Massachusetts Medical Society: Testimony in Opposition to Legislation to Increase the Scope of Practice for Optometrists

Testimony in Opposition to Legislation to Increase the Scope of Practice for Optometrists

The Massachusetts Medical Society wishes to be recorded in opposition to the following bills that would expand the scope of practice for optometrists by allowing them to treat glaucoma and to prescribe oral therapeutic medications:

  • H.1906, “An Act Ensuring Consumer Choice and Equal Access to Eye Care” (Haddad)
  • H.1923, “An Act Modernizing Optometric Patient Care” (Jones)
  • H.1924, “An Act Relative to the Treatment of Glaucoma” (Jones)
  • S.1239, “An Act Ensuring Consumer Choice and Equal Access to Eye Care” (DiDomenico)
  • S.1308, “An Act ensuring consumer choice and equal access to eye care” (Moore)

The MMS also opposes H.1925, “An Act Studying the Impacts of the Diagnosis Restrictions on Optometrists” (Jones).  This bill would require the Department of Public Health, the Department of Professional Licensure and the Board of Registration in Optometry to produce a report on costs imposed on Massachusetts residents from the current statutes that restrict optometrists from treating glaucoma. Upon completion of the report, the bill would direct the DPH and Board of Registration in Optometry to hold a public hearing and would then authorize the Commissioner of Public Health to promulgate regulations to broaden the scope of practice for optometrists.

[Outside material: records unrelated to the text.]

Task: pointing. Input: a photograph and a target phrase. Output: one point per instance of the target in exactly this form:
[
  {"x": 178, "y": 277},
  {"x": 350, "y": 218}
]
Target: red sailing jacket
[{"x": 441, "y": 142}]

Doctors of optometry are not medical doctors. Below are the statutory requirements for licensure of optometrists (M.G.L.Chapter 112,  Section 68):

“that he has graduated from a high school having a course of study of four years and approved by the board or has had a preliminary education equivalent to at least four years in public high school, and that he has graduated from a school or college of optometry, approved by the board, maintaining a course of study of not less than two years with a minimum requirement of fifteen hundred attendance hours or in the case of a person applying for a first examination after January first, nineteen hundred and thirty-five, maintaining a course of study of not less than three separate academic years, each academic year consisting of thirty-six weeks of classroom work with thirty hours of instruction each week and this course of study shall include ninety-five hours of study in the following areas:”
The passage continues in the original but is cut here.